Flights can be sold up to 12 months before the scheduled
departure date. Within seven days of an end customer’s
purchase, A remits to the airline the airfare price less
A’s commission. After the initial booking on A’s
platform, any changes requested by the end customer are
handled directly by the airline. Therefore, A has no
further involvement with the end customer or the airline
related to the flight purchased after the initial
booking.
Entity A concludes that the nature of its promise is to
arrange for airlines to provide transportation services
to end customers. Entity A’s customer is the end
customer, and A’s performance obligation is satisfied at
the time of the initial booking. This is because A has
no further obligations after the initial booking.
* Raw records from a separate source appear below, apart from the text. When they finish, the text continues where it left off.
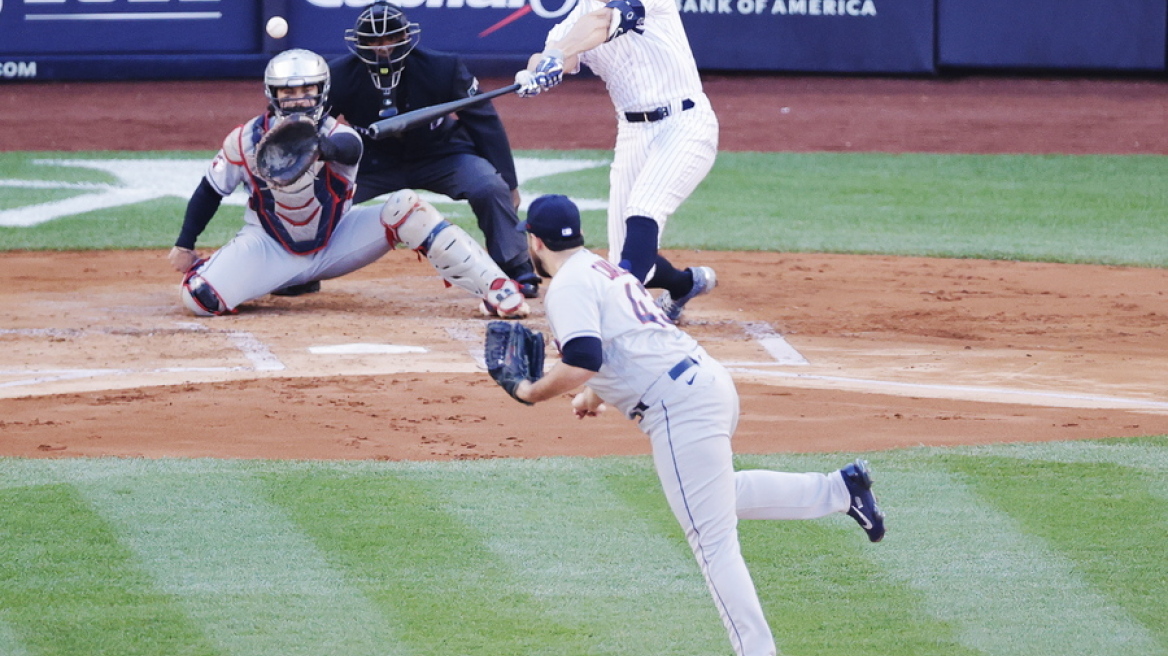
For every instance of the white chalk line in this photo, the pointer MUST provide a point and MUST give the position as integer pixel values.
(784, 354)
(941, 388)
(256, 351)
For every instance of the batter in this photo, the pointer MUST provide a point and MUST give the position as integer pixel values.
(297, 235)
(667, 135)
(613, 339)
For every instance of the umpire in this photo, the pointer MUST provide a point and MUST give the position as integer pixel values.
(465, 158)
Specifically, A has no further involvement with the end
customer or the airline after the initial booking, any
changes requested by the end customer must be handled
directly by the airline, and the amount A collects is
nonrefundable. Accordingly, A may conclude that it
should recognize revenue at the point in time when the
initial booking is successfully made.
Example 10-8
Entity B operates a travel booking Web site that arranges
for various travel services (e.g., hotels, rental cars,
experiences) to be provided by third parties. Entity B
partners with these third parties and offers their
services on its platform. End customers will reserve the
travel services on B’s platform, but B does not collect
payment from end customers until the travel services are
provided. This is because B allows end customers to
change or cancel their travel arrangements at any time
before when the underlying travel services are scheduled
to be transferred to the end customers. Entity B also
promises to provide assistance to end customers in
modifying or canceling the arranged travel services and
to coordinate with the travel service providers until
the underlying services are provided. Within seven days
of payment by the end customer, B remits to the travel
service provider the price of the travel service less
B’s commission.
Entity B concludes that the nature of its promise is to
identify paying end customers for its travel service
provider partners. Entity B’s customer is the travel
service provider, and B’s performance obligation is not
satisfied until the travel service provider begins to
provide travel services to the end customer. This is
because B remains obligated to identify paying end
customers after booking and before the travel service
provider begins providing travel services. Specifically,
end customers can cancel or modify their travel
arrangements at any time before when the underlying
travel services are scheduled to be provided, B
continues to be involved with the end customers and the
travel service providers by helping end customers modify
or cancel their arrangements until such services are
provided, and end customers are not required to pay
until the travel services are provided. That is, a
paying end customer is not identified for the travel
service provider until the travel services are provided.
Accordingly, B may conclude that it should recognize
revenue at the point in time when the travel services
provided to the end customer commence.